Encyclopedia of AIDS

Living Edition
| Editors: Thomas J. Hope, Douglas Richman, Mario Stevenson

NKT Cells: Bridging Innate and Adaptive Immunity

Living reference work entry
DOI: https://doi.org/10.1007/978-1-4614-9610-6_198-1


Invariant natural killer T-cells (iNKTs) are an innate T-cell subset unique in their possession of an invariant T-cell Receptor (TCR) and nonclassical antigen presentation mechanism through the CD1d molecule. iNKTs recognize glycolipids presented on the nonpolymorphic major histocompatibility complex (MHC) class I-like CD1d molecule, unlike conventional T-cells which recognize peptides presented on MHC class I/II molecules. iNKTs can rapidly produce multiple cytokines in response to activation.
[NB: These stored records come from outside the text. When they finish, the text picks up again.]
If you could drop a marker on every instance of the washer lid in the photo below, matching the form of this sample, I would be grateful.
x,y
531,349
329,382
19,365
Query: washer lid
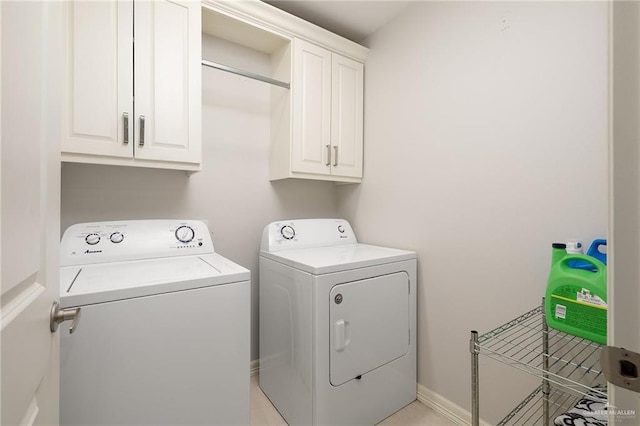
x,y
325,260
106,282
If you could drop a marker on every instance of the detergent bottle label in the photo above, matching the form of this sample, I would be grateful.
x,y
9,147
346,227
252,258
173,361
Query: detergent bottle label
x,y
585,296
578,308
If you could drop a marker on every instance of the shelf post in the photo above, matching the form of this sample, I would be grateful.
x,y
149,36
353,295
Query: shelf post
x,y
475,380
546,387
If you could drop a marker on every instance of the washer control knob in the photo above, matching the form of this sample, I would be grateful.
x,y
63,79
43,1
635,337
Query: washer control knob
x,y
287,232
92,239
116,237
185,234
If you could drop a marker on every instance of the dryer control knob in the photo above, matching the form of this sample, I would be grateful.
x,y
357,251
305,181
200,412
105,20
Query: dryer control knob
x,y
287,232
92,239
185,234
116,237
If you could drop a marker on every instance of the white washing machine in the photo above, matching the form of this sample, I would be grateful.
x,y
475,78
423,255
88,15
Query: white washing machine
x,y
337,324
163,333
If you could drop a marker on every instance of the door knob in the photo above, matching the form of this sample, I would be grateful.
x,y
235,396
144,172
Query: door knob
x,y
61,315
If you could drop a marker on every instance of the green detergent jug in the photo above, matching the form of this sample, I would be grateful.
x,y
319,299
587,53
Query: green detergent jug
x,y
576,299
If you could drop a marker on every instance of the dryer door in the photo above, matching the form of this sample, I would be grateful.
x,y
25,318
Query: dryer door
x,y
369,325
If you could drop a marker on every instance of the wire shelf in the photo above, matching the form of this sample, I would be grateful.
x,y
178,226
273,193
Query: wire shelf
x,y
568,366
530,412
570,363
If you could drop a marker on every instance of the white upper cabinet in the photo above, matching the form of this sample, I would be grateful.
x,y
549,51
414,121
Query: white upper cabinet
x,y
107,121
327,92
311,91
316,124
347,106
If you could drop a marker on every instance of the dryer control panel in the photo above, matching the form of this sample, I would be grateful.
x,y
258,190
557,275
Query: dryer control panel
x,y
306,233
99,242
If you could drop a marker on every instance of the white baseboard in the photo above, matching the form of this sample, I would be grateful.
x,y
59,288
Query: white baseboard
x,y
254,367
436,402
445,408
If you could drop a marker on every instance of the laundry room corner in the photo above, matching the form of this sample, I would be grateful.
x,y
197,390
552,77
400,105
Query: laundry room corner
x,y
486,141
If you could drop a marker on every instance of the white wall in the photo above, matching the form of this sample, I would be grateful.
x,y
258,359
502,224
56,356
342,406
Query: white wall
x,y
232,192
485,141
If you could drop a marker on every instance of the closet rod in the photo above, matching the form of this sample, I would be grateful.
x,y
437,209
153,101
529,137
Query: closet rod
x,y
245,73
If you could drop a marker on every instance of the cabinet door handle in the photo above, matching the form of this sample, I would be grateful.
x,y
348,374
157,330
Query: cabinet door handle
x,y
125,127
142,119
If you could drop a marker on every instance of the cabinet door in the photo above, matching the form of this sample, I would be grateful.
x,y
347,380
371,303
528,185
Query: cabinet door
x,y
167,81
100,78
311,91
346,116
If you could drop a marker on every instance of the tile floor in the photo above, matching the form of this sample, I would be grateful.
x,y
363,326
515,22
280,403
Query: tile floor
x,y
416,413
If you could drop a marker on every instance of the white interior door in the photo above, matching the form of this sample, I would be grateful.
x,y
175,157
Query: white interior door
x,y
624,205
30,192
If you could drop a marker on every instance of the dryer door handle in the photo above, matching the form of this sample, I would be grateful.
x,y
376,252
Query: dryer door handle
x,y
340,334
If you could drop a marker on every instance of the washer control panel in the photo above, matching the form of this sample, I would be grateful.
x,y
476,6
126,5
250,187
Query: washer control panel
x,y
306,233
99,242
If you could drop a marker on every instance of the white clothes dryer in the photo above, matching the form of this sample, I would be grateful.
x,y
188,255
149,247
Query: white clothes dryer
x,y
337,324
163,335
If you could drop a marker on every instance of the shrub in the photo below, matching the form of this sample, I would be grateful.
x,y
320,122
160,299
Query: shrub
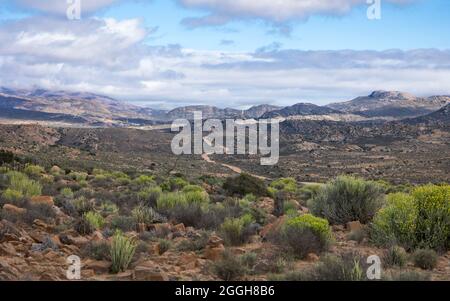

This rapid cytokine production allows iNKTs to be powerful modulators of the immune response. iNKTs can produce T-helper type 1 (Th1), Th2, and Th17 cytokines depending on stimulus strength, type of stimulation, iNKT subset, and presenting cell type. As a result, iNKTs are able to affect and modulate immune responses to a variety of diseases, both chronic and infectious – including a potentially important role in controlling human immunodeficiency virus (HIV) infection. The ability of...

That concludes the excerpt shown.